Page:Gaboriau - Monsieur Lecoq, Dentu, 1869, tome 2.djvu/266

La bibliothèque libre.
Le texte de cette page a été corrigé et est conforme au fac-similé.

Il le montrerait à M. Lainé, par exemple… ou à M. le duc de Richelieu, et, comme de juste, il leur en expliquerait la signification et la valeur… Cet écrit prouve-t-il, oui ou non, la complicité de M. le marquis de Sairmeuse ?… Avez-vous, oui ou non, osé juger et condamner à mort des infortunés qui n’étaient que les soldats de votre fils ?…

— Ah !… misérable !… interrompit le duc, scélérate, coquine, vipère…

Toutes les injures qui lui vinrent à la mémoire, il les égrena comme un chapelet. Il était hors de soi, il écumait, les yeux lui sortaient de la tête, il ne savait plus ce qu’il disait.

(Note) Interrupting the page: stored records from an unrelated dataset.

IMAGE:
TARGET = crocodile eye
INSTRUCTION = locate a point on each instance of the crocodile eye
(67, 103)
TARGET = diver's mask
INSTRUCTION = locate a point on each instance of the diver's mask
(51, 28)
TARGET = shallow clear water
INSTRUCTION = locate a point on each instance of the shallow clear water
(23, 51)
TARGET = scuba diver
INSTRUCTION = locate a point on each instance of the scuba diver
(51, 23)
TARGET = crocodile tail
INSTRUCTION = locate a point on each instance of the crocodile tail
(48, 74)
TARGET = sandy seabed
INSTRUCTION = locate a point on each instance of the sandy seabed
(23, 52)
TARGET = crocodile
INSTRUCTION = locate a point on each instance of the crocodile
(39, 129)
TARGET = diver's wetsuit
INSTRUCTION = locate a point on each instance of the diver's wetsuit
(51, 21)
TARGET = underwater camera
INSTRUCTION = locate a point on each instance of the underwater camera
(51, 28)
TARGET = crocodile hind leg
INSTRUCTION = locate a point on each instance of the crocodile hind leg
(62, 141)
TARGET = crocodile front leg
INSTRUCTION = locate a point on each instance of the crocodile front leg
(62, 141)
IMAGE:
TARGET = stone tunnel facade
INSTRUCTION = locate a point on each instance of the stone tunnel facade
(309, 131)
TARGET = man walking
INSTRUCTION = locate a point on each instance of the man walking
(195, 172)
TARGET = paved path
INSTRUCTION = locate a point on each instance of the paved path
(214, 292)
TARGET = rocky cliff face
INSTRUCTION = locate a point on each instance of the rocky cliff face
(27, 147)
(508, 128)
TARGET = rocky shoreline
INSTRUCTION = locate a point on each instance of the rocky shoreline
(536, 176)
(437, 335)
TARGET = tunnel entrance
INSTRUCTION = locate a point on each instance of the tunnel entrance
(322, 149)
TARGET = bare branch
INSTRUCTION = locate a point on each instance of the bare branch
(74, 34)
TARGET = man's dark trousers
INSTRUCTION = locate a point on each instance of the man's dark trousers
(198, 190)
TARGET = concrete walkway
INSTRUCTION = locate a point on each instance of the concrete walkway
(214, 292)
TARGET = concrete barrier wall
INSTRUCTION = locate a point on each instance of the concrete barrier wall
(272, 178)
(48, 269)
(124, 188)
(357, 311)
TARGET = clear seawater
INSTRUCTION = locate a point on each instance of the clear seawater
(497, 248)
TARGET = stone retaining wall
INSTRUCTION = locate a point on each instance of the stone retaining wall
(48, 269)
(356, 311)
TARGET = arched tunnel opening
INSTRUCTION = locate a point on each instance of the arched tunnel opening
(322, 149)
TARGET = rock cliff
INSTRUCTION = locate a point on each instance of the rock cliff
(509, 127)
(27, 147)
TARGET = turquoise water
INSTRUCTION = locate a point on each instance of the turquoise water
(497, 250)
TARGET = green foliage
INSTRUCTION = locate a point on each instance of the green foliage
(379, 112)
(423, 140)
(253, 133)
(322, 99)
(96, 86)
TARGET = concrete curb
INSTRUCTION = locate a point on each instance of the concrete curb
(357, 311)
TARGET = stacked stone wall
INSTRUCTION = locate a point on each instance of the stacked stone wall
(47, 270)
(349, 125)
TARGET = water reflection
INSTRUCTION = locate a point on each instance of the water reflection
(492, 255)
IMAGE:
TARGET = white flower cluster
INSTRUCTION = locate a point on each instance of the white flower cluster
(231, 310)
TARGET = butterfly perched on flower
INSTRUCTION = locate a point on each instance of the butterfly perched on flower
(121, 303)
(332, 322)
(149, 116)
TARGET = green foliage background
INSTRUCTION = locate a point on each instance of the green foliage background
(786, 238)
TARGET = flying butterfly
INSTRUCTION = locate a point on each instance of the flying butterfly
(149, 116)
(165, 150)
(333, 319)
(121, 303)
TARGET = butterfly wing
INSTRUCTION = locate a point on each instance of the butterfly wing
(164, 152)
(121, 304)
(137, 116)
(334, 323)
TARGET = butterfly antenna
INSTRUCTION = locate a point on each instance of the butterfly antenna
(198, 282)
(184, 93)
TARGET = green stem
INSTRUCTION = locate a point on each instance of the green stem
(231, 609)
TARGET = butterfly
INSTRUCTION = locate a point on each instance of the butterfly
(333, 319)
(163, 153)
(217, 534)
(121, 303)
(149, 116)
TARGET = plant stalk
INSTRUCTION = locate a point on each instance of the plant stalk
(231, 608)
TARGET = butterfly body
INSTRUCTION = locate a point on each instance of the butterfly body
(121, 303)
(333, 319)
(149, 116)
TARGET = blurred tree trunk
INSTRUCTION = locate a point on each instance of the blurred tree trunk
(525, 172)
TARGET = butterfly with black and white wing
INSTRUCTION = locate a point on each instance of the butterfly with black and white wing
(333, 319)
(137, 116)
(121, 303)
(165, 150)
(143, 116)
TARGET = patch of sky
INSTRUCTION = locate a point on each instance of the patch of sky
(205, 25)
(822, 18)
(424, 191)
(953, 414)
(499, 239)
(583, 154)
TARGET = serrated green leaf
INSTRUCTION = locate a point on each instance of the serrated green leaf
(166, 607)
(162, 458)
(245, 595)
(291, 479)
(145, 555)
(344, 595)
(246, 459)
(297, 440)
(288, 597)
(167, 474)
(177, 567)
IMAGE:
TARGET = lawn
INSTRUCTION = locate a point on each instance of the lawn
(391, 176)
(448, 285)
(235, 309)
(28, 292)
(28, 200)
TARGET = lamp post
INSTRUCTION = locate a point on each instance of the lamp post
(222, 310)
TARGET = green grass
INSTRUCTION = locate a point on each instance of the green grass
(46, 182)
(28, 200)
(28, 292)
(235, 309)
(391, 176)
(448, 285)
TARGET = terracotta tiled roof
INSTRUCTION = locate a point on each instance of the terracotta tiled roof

— Voilà, criait-il avec des gestes furibonds, voilà ce qu’il fallait craindre. Oui, j’ai des ennemis acharnés, oui, j’ai des envieux, qui donneraient leur petit doigt pour cette exécrable lettre… Ah ! s’ils la tenaient !… Ils obtiendraient une enquête… Et alors, adieu les récompenses éclatantes dues à mes services…

Qu’on nous envoie de Paris quelque coquin intéressé à notre perte, et il saura vite, marquis, vos relations avec Lacheneur… Il criera sur les toits que Chanlouineau en plein tribunal vous déclarait son complice et son chef… Il vous fera déshabiller par des médecins qui, voyant une cicatrice fraîche, vous demanderont où vous avez reçu une blessure et pourquoi vous l’avez cachée…

Après cela, de quoi ne m’accuserait-on pas ?… On dirait que j’ai brusqué la procédure pour étouffer les voix qui s’élevaient contre mon fils… Peut-être irait-on jusqu’à insinuer que je favorisais sous main le soulèvement… Je serais vilipendé dans tous les journaux !…

Et qui aurait, s’il vous plaît, renversé la fortune de notre maison quand j’allais la porter si haut ?… Vous seul, marquis…

Mais c’est ainsi… On se targue de diplomatie, de profondeur, de pénétration, on joue au Talleyrand et on se laisse jouer par le premier paysan venu…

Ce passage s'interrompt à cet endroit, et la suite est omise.